I made a deprecatory gesture, and I would have had the subject changed, but ere I could make an effort to that end, the fool Saint-Eustache was babbling again.

"You remember the duel that was fought in consequence, Monsieur de Lesperon?"

"Yes," I assented wearily.

"And in which a poor young fellow lost his life," growled the Vicomte. "It was practically a murder."

"Nay, monsieur," I cried, with a sudden heat that set them staring at me; "there you do him wrong. Monsieur de Bardelys was opposed to the best blade in France. The man's reputation as a swordsman was of such a quality that for a twelvemonth he had been living upon it, doing all manner of unseemly things immune from punishment by the fear in which he was universally held. His behaviour in the unfortunate affair we are discussing was of a particularly shameful character. Oh, I know the details, messieurs, I can sure you. He thought to impose his reputation upon Bardelys as he had imposed it upon a hundred others, but Bardelys was over-tough for his teeth. He sent that notorious young gentleman a challenge, and on the following morning he left him dead in the horsemarket behind the Hotel Vendome. But far from a murder, monsieur, it was an act of justice, and the most richly earned punishment with which ever man was visited."

"Even if so," cried the Vicomte in some surprise, "why all this heat to defend a brawler?"

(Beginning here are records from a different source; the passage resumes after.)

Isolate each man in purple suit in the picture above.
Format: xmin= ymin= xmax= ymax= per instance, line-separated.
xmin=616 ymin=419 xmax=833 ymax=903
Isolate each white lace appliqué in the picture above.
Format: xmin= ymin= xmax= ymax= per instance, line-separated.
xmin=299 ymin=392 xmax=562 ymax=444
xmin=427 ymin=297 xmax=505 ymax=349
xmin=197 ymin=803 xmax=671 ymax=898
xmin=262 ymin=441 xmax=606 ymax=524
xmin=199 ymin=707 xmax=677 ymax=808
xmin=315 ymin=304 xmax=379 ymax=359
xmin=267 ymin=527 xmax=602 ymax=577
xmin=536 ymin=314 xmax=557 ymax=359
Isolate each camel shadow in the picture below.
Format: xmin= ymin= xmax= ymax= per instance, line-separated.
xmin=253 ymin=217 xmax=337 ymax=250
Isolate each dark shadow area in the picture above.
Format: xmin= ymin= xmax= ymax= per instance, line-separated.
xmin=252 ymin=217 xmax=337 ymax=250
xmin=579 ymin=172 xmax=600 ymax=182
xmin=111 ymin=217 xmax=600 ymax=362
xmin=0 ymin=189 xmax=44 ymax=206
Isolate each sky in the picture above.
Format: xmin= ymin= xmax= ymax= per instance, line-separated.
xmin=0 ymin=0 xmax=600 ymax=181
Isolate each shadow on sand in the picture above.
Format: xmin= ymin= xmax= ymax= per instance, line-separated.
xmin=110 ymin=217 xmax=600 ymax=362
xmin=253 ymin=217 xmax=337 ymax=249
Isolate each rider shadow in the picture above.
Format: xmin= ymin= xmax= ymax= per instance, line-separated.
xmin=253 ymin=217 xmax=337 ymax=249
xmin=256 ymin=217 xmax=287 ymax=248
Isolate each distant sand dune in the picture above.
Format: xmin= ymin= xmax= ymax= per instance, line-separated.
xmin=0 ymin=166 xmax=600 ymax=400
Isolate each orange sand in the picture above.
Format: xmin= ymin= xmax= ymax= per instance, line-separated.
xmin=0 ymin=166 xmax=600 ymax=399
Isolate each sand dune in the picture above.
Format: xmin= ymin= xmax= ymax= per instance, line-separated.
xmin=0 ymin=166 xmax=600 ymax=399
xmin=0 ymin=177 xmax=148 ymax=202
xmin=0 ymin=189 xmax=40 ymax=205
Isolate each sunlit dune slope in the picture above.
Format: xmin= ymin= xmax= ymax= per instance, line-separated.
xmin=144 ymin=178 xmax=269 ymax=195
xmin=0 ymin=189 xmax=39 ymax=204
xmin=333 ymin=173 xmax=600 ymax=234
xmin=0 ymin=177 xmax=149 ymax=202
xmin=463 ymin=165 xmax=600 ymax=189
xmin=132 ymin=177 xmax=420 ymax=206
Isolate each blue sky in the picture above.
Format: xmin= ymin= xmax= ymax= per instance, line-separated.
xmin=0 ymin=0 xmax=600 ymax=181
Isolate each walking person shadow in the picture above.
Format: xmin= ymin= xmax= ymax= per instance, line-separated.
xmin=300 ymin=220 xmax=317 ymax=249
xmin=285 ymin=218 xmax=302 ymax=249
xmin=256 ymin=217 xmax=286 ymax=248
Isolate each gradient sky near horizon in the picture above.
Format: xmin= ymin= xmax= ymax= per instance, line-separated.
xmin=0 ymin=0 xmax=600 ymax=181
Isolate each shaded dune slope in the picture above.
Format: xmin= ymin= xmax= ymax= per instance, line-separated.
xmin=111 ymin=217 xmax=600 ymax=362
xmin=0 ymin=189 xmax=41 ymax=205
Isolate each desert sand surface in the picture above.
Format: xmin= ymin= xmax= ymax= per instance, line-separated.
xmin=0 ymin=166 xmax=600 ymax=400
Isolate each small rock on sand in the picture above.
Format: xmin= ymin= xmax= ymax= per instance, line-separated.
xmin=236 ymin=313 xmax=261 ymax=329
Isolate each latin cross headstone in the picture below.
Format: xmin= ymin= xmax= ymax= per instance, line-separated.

"A brawler?" I repeated after him. "Oh, no. That is a charge his worst enemies cannot make against Bardelys. He is no brawler. The duel in question was his first affair of the kind, and it has been his last, for unto him has clung the reputation that had belonged until then to La Vertoile, and there is none in France bold enough to send a challenge to him." And, seeing what surprise I was provoking, I thought it well to involve another with me in his defence. So, turning to the Chevalier, "I am sure," said I, "that Monsieur de Saint-Eustache will confirm my words."

Thereupon, his vanity being all aroused, the Chevalier set himself to paraphrase all that I had said with a heat that cast mine into a miserable insignificance.